Onze kunstenaars in den vreemde.
Ziehier hoe Alfred Gotthold Meyer zich uitdrukt in de Kunstchronik van Leipzig, over de Belgische afdeeling in de derde jaarlijksche tentoonstelling van München.
Zooveel te belangrijker is deze beoordeeling daar zij het werk is van eenen hooggeachten vreemden criticus en bijgevolg hare onpartijdigheid buiten kijf staat. Nog beteekenisvoller wordt zij, wanneer men weet dat deze tentoonstelling niet minder dan 3000 stukken bevatte, en dat er de bijzonderste werken van alle werelddeelen samengebracht waren.
Buitengewoon rijk aan beroemde namen en aan goede schilderijen was de Belgische afdeeling. Haar dankte de tentoonstelling haar uitstekendste landschap, Courtens' Gouden regen; de beste dierenstukken, werken van Henriette Ronner, C. Van Leemputten, C. Van den Eyken en de glansrijkste stoffenschildering de, wat het onderwerp betreft, zoo bescheiden schilderijen van Léon Brunin: De hertoetser en In de kleerkamer.
Courtens is als schilder voorzeker gansch modern. Van nabij gezien stellen zijne doeken een onverstaanbaar verwenmozaiek, of beter relief daar; want de verf is er in overvloed en op zekere plaatsen met het paletmes zoo sterk aangebracht, dat zij op de oppervlakte werkelijke verhevenheden vormt. In haar geheel nochtans bevat deze, schijnbaar zware bewerking, al het aantrekkelijke der fijnste toonschakeering en tegelijkertijd eene bij moderne schilderijen zeldzaam geworden grootheid en kracht van opvatting. Ook het kleine tafereeltje Ex voto bewijst zulks. Op eenen kalen heuvel, tusschen twee boomen, staat een eenzaam kruisefiks, maar hoe suist de wind op deze plaats, en welke eigenaardige melancholie rust op het geheel! Nog elders heerscht deze stemming. Het zeestuk De nacht, toont enkel diep donkere, den aanschouwer toerollende baren, over welker kammen de maan eenen valen schemer uitbreidt. Drie andere tafereelen: Storm, Regenachtig weder en Herfst, zijn eveneens herfstlandschappen, maar ditmaal zonder zwaarmoedigheid: vroolijk blikt de hemel door de boomkruinen, die hunnen tooi langzaam in ‘gouden regen’ naar de aarde neerzenden. Het hoofdonderwerp was hier hetzelfde als dat welk Paul Höcker zich voorgesteld had in zijne schilderij De non, die in het voorjaar op deze zelfde plaats prijkte: uitzicht op een breed pad, dat zich in rechte lijn uitstrekt voor den toeschouwer, die zich voor het midden van het doek stelt, en dat schijnbaar uitloopt in het duister verschiet, rijke slaglichten met krachtig coloriet. Bij Höcker was het een zomerzonlicht, dat het bladgroen blauwachtig tintte, bij Courtens verguldt de herfstzon loof, stammen en voetpad; bij Höcker vond de stemming van het landschap weerklank bij een eenzaam, droomend menschenkind; Courtens schildert de natuur zonder stoffeering, maar blijft daarom niet minder
bewogen.
De Belgen hebben overigens nog goede landschappen ingezonden, ik noem alleen de talrijke schetsen van De Haas en de zeestukken van Adriaan Le Mayeur en Paul-Jan Clays; doch Courtens blijft buiten vergelijking.

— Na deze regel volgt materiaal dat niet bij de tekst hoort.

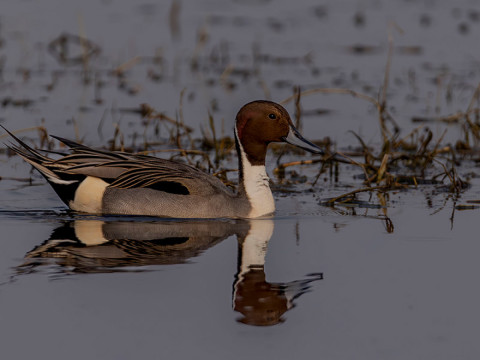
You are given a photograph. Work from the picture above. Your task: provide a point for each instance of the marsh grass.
(395, 162)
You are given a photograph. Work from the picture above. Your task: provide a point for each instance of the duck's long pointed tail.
(63, 183)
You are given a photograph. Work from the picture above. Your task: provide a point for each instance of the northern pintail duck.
(112, 182)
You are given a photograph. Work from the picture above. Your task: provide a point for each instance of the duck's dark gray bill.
(295, 138)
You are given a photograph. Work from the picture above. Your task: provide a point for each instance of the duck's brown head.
(261, 122)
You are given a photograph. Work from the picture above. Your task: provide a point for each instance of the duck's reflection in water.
(93, 246)
(262, 303)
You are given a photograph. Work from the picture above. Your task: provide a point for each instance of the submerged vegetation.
(396, 161)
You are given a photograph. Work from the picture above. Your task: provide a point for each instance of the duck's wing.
(118, 169)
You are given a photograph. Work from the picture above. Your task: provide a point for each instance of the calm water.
(391, 278)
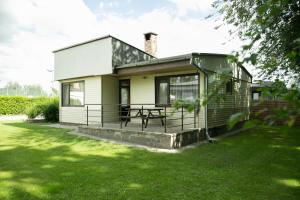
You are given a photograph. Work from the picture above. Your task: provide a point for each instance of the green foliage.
(49, 109)
(271, 28)
(11, 105)
(39, 162)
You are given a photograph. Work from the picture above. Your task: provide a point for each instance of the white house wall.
(92, 95)
(110, 98)
(90, 59)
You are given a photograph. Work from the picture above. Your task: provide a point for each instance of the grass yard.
(38, 162)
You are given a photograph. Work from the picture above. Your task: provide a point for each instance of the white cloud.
(185, 6)
(35, 28)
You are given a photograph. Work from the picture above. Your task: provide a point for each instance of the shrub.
(12, 105)
(48, 108)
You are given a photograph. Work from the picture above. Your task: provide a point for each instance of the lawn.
(38, 162)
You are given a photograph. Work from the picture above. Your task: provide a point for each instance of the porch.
(169, 128)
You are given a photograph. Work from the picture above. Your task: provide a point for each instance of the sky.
(31, 29)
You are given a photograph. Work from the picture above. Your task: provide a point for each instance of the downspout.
(210, 139)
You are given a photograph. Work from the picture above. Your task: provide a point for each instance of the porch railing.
(162, 117)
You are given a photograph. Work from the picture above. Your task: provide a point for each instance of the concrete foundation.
(151, 139)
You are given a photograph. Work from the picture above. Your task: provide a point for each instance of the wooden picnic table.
(150, 115)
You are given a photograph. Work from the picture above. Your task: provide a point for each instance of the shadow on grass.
(39, 162)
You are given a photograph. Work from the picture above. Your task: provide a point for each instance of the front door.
(124, 96)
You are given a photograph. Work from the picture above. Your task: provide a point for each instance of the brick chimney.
(151, 43)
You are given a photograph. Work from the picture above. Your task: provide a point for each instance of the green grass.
(38, 162)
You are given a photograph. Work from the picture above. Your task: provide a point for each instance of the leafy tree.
(271, 31)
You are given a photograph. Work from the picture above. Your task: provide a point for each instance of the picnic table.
(152, 113)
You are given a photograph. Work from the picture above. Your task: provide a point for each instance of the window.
(73, 94)
(229, 87)
(172, 88)
(255, 96)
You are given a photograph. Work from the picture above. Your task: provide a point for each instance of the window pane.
(77, 94)
(65, 94)
(255, 96)
(163, 93)
(229, 87)
(124, 95)
(184, 88)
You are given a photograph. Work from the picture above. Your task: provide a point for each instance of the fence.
(144, 117)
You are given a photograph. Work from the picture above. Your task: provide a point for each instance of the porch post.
(102, 116)
(87, 115)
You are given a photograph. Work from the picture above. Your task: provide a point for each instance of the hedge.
(48, 109)
(12, 105)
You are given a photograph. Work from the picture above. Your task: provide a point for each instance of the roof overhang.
(176, 63)
(174, 66)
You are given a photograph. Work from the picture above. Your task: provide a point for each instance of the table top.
(146, 108)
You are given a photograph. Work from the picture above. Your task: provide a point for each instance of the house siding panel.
(94, 58)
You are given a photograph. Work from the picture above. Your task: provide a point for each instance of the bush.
(48, 109)
(12, 105)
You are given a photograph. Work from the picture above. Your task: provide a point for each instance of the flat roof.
(96, 39)
(175, 59)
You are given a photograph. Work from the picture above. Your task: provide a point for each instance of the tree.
(271, 31)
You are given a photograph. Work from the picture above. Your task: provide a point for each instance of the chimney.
(151, 43)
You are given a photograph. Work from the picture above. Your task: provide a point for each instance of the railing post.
(142, 118)
(120, 116)
(195, 115)
(102, 123)
(87, 115)
(165, 119)
(182, 118)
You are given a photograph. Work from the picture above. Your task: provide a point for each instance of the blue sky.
(127, 7)
(31, 29)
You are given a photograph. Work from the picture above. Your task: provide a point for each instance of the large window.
(73, 94)
(172, 88)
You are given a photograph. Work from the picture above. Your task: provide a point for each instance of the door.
(124, 93)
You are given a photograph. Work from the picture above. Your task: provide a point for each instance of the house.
(268, 90)
(257, 87)
(100, 74)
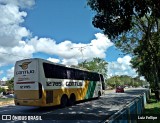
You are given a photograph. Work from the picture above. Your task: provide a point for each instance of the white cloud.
(72, 52)
(1, 72)
(121, 67)
(10, 73)
(53, 60)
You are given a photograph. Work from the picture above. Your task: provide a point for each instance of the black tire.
(72, 100)
(99, 94)
(64, 101)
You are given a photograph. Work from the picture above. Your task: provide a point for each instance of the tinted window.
(54, 71)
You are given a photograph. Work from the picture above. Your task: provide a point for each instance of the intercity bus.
(38, 82)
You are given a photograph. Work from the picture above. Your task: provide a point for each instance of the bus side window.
(103, 83)
(70, 73)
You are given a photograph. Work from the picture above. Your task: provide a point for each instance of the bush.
(2, 90)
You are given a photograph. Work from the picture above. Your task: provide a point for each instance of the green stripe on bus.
(90, 91)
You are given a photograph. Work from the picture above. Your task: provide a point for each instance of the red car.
(119, 89)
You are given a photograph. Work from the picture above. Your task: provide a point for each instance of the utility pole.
(81, 50)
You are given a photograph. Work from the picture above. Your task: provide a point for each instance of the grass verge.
(152, 108)
(6, 101)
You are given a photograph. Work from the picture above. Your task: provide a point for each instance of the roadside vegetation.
(152, 108)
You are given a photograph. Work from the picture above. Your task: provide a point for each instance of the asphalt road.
(96, 110)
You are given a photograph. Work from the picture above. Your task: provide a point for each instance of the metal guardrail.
(130, 112)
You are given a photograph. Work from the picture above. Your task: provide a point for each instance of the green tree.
(134, 26)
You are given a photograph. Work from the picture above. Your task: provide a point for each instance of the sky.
(55, 30)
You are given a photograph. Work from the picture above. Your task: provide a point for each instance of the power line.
(11, 54)
(81, 50)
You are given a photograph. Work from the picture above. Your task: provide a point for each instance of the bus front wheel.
(64, 101)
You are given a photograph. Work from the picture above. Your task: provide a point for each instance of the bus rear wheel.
(72, 99)
(64, 101)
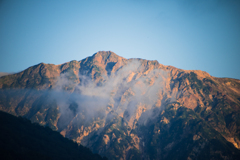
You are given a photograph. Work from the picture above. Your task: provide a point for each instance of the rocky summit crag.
(130, 108)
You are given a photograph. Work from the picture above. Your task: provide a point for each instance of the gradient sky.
(187, 34)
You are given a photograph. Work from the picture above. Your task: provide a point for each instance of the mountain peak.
(106, 56)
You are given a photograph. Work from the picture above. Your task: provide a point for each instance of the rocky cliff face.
(130, 108)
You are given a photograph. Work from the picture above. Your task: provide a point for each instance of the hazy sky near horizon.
(187, 34)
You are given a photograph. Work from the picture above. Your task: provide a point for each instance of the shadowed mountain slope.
(130, 108)
(20, 139)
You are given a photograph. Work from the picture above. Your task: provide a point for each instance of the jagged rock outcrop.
(130, 108)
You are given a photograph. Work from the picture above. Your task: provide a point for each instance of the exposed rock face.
(130, 108)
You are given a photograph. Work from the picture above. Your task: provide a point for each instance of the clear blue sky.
(188, 34)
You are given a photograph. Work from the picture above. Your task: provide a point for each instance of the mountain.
(20, 139)
(130, 108)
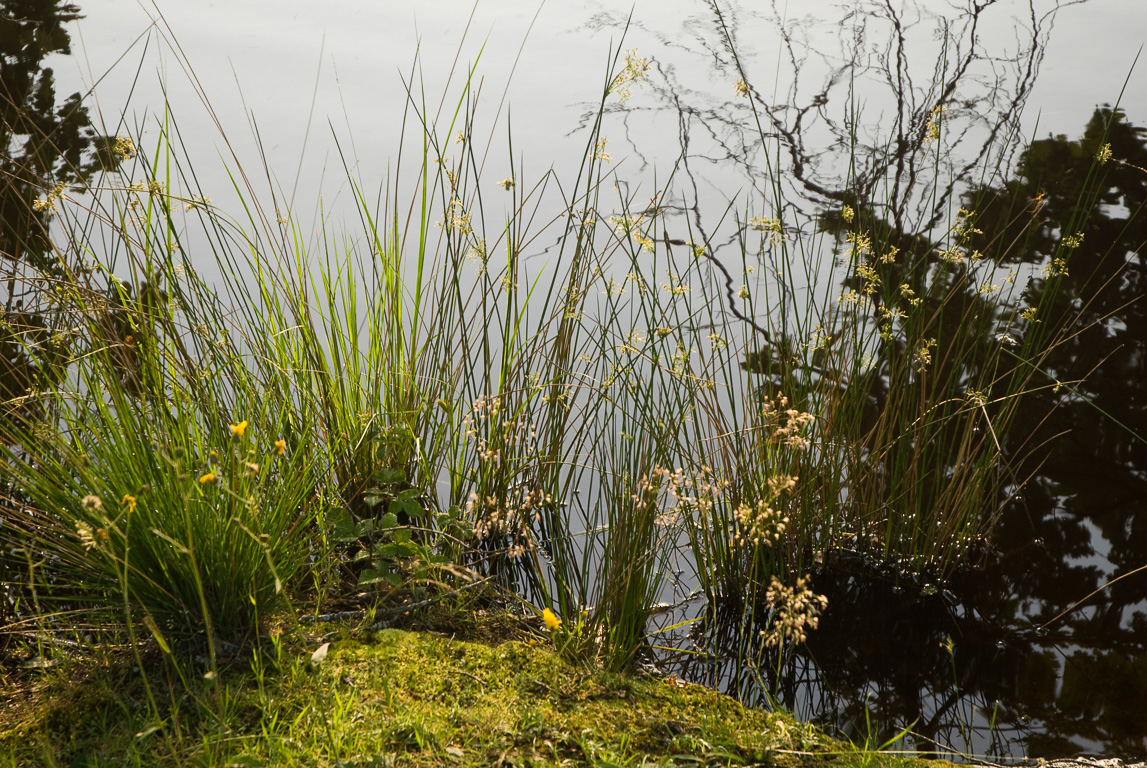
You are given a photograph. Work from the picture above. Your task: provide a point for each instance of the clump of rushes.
(155, 506)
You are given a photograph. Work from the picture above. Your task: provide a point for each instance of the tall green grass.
(418, 402)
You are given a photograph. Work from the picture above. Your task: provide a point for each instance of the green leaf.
(389, 476)
(342, 525)
(407, 501)
(372, 576)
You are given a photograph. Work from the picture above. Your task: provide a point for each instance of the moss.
(418, 698)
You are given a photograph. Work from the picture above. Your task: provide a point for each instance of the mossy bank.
(392, 698)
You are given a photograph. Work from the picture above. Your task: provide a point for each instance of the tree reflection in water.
(984, 663)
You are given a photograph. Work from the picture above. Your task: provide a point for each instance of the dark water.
(1040, 650)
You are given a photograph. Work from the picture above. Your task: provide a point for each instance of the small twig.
(1081, 602)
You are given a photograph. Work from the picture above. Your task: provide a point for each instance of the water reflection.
(47, 149)
(1031, 653)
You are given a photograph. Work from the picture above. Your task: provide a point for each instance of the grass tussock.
(236, 421)
(393, 697)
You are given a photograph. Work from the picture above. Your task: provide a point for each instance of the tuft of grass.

De Belgische historieschildering in klassieken stijl ontbreekt ditmaal; inderdaad De Vriendt's zeer zorgzaam bestudeerd genre en kostuumstuk: Onderhoud der prinses vertegenwoordigt de geschiedkundige schildering niet op voldoende wijze.
Des te scherper vertoont zich het realism der jongere Belgische School in de schilderij van Hendrik Luyten: De werkstaking. Zij hing op dezelfde plaats waar het vorige jaar Alfred Roll het lijden, maar ook de indrukwekkende voortbrengingskracht der moderne samenwerking voor oogen legde.
Niet minder welsprekend schilderde Luyten ditmaal het laatste, schrikkelijkste gevolg elker marteling, de misleide samenspannende krachten, die in losbandig geweld ontaarden.
In wilde haast verdringen zich de kielmannen rond hunnen aanvoerder en het roode vaandel; zooeven heeft men een bloedig slachtoffer hunner zaak uit het gedrang naar binnen gedragen. Alles schreeuwt, brult door elkander; gehevene vuisten, afgeteerde gezichten, het is een beeld van verdierlijkte razernij, wedergegeven met de brutale waarheid van een Zola. Luyten heeft zich met dit doek eene onbetwistbare plaats onder de uitstekendste beoefenaars der moderne school verzekerd.